The Martha’s Vineyard Regional High School committee voted this week to sell a $1.8 million bond as part of a plan to finance a nearly complete roof replacement at the high school. At their Monday meeting, the committee voted unanimously to sell the 10-year bond to UBS Financial Services of Boston.
For the first year, the district will pay the bond holders only the interest rate of 2.077 per cent, but starting in fiscal year 2015, the district will begin making payments on the bond. The first payment is due Sept. 15, 2014.
Roof construction work began June 25, and is expected to conclude in October. Damage to the roof, which caused widespread leakage into almost every room in the building, was first evaluated by a roofing consultant in the fall of 2012. At an April meeting of the high school committee, members voted to incur the debt of the project, which was then estimated at $2.65 million. Further consideration of the state of the roof over the summer months revealed less damage to the installation and the substructure than initially was expected. The school also had planned to pay additional design costs, which were ultimately found unnecessary, as well as the salary of an owner’s project manager. Building coordinator Greg Hines performed that role instead. “The construction itself went very well,” school district business manager Amy Tierney told the committee. The new roof comes with a 20-year warranty.
During construction, Ms. Tierney asked the roofing engineers, Russo Barr Associates Inc. of Burlington, to inspect the Tisbury School roof, which has also seen significant leaking and denigration in past years. Engineers found the roof was in need of urgent repairs, as there was a piece of the outer roof structure that is at “extreme risk” of blowing off and infiltrating the building with water, Ms. Tierney said. If the flap became detached in a windstorm, it could take the ventilation and other structures with it, Ms. Tierney said. “[The engineer] said if you were standing there, you would get whipped off the roof,” she said. “It’s a huge safety risk to those people on the ground near the building.”
Repairs are expected to cost less than $10,000, and to be completed before the end of the month. School principal John Custer characterized the repair as a temporary fix which would not solve the widespread leakage problems the roof has caused over the years.

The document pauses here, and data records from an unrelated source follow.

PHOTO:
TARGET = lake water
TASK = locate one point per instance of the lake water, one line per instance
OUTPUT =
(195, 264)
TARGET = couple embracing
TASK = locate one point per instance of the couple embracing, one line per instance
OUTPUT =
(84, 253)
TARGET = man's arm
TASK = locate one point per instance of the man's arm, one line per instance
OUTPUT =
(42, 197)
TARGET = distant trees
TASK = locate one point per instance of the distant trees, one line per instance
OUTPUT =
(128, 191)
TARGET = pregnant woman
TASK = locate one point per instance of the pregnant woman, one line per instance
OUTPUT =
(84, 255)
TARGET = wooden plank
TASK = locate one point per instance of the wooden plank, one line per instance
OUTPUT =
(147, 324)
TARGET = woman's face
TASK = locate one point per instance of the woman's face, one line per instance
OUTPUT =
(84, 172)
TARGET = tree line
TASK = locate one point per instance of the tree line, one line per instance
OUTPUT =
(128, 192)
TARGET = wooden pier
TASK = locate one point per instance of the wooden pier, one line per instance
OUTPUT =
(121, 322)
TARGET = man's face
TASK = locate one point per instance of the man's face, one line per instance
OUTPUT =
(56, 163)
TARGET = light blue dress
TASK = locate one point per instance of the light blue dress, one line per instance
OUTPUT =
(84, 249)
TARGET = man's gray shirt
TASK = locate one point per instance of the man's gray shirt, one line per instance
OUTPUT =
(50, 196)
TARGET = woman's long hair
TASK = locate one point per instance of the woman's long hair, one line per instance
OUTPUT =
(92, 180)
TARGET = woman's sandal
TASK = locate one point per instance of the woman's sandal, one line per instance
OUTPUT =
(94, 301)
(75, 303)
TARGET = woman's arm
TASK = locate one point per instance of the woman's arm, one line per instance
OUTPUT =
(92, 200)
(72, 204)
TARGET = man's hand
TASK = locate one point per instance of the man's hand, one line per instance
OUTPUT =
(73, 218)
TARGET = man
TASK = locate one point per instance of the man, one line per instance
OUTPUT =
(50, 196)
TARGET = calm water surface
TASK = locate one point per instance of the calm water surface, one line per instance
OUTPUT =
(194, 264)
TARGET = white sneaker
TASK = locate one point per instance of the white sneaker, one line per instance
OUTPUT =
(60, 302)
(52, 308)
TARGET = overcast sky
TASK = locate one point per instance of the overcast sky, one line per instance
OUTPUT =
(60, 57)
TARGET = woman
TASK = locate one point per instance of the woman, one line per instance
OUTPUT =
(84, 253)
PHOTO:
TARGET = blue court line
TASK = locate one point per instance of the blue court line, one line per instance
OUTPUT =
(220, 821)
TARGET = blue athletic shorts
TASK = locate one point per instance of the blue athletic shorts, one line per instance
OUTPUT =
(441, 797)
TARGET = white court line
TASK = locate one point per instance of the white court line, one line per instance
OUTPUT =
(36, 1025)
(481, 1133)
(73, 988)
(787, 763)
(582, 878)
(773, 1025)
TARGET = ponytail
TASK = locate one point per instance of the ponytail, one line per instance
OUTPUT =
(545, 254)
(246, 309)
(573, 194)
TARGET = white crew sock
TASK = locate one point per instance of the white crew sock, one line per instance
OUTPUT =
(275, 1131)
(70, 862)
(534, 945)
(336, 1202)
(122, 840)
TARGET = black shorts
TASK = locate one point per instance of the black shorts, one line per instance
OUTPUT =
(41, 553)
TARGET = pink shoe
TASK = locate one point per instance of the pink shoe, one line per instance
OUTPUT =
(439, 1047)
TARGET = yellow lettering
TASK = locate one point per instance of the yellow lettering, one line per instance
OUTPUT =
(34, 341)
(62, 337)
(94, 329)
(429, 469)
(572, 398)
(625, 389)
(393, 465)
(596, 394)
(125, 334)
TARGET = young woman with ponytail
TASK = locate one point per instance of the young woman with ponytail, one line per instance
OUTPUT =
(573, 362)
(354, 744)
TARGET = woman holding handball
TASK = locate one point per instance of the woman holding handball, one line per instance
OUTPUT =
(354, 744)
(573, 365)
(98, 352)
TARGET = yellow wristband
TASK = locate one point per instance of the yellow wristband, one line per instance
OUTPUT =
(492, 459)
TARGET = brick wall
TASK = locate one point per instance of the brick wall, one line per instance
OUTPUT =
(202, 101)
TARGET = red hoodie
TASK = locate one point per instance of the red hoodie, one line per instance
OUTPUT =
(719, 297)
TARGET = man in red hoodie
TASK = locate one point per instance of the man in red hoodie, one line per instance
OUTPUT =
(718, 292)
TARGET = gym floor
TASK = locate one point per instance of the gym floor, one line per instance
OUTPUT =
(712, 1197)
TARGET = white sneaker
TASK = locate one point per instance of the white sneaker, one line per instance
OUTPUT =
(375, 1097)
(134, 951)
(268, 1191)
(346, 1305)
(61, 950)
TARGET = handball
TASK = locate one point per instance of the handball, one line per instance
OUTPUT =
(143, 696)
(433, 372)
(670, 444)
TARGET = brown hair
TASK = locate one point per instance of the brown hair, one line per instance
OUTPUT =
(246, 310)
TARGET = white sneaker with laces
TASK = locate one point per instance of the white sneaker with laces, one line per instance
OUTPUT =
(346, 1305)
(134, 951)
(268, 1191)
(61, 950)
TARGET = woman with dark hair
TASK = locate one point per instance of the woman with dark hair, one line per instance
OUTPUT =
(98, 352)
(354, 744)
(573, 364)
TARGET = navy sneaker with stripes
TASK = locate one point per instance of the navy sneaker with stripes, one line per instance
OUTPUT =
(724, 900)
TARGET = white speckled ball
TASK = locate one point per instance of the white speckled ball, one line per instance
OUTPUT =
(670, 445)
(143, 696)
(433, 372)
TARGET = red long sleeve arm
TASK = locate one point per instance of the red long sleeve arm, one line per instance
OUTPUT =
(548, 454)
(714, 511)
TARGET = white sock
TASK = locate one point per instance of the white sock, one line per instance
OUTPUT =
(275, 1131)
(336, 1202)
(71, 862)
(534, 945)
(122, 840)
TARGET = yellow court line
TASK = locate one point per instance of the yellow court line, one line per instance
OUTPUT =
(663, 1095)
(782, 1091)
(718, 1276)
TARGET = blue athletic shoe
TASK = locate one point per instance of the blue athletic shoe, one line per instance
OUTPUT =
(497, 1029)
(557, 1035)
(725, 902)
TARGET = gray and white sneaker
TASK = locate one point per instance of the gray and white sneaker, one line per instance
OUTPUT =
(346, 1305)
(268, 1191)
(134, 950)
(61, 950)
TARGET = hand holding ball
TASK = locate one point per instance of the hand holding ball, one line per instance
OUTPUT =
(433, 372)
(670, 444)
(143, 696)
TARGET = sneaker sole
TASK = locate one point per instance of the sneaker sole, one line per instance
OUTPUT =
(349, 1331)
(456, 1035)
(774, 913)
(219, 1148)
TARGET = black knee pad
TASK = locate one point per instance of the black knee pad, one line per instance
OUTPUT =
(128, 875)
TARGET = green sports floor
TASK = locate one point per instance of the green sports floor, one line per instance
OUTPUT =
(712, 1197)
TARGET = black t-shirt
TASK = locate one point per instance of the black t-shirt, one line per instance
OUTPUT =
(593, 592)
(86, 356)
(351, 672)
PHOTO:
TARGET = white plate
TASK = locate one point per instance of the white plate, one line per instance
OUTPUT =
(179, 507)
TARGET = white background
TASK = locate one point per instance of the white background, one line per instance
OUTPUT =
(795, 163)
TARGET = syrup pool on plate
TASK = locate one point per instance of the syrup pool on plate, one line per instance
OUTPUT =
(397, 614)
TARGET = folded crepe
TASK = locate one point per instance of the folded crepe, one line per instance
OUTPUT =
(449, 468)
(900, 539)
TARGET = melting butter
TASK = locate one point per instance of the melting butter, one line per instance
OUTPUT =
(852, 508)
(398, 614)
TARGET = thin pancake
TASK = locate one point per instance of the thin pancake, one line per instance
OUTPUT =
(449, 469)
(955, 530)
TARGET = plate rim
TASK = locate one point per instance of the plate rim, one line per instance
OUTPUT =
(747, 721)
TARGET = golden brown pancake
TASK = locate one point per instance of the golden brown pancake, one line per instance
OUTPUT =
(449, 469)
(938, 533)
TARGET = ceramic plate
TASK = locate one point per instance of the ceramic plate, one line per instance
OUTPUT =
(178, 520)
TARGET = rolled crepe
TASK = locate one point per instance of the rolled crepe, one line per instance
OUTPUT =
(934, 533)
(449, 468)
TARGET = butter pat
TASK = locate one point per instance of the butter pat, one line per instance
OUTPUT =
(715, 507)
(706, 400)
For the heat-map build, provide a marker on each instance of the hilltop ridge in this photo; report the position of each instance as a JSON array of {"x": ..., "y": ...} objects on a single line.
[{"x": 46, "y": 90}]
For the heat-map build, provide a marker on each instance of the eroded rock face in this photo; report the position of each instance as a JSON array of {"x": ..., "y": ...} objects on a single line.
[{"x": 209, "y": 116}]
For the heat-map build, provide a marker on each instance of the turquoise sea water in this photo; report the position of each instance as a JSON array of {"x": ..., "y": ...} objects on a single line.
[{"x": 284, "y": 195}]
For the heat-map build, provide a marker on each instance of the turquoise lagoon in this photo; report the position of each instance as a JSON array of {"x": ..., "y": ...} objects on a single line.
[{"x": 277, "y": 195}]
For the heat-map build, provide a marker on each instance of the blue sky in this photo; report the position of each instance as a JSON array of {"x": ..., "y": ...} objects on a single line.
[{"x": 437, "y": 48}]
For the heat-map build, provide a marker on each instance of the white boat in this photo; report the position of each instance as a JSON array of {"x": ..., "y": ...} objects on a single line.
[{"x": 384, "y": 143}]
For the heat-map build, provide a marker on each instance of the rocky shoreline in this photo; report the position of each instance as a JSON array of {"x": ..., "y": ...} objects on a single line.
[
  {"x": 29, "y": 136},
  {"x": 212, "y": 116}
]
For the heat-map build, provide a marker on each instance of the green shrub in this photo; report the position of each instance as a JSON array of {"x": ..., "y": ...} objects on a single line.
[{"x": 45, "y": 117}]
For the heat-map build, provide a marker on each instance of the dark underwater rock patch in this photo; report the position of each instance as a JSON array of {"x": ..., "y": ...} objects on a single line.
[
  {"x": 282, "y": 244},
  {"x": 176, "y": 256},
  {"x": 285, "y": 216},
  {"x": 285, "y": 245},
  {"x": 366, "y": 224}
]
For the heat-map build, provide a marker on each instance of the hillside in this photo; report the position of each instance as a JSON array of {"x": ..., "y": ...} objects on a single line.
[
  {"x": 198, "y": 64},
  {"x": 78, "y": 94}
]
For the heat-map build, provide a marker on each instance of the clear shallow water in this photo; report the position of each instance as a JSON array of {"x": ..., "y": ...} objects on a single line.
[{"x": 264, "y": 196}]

“It is to get us through the year so that there is no blowoff . . . to keep the roof on but not address the leaks, and then hopefully next summer we can get a new roof put on,” he said. The engineer also produced a report detailing problems with each of the Tisbury school roof sections, and estimated full repairs to cost roughly $300,000.
In other high school business Monday, the district received a request from the Martha’s Vineyard Arena to allow a cell tower to be built on their property. The property is owned by the school district and the deed for the property states that the sole purpose for that property is recreation, specifically skating, Vineyard schools superintendent Dr. James H. Weiss said.
“The arena would like to do this for financial purposes; they have some financial issues,” he said. “The question becomes, is it legal for them to do that?”
Attorneys on both sides are in discussions about the use of the property. “Our attorney has some concerns; their attorney thinks it’s fine,” Mr. Weiss summarized. He added that the financial health of the arena is important to the school, which has no interest in becoming the operator of an ice arena.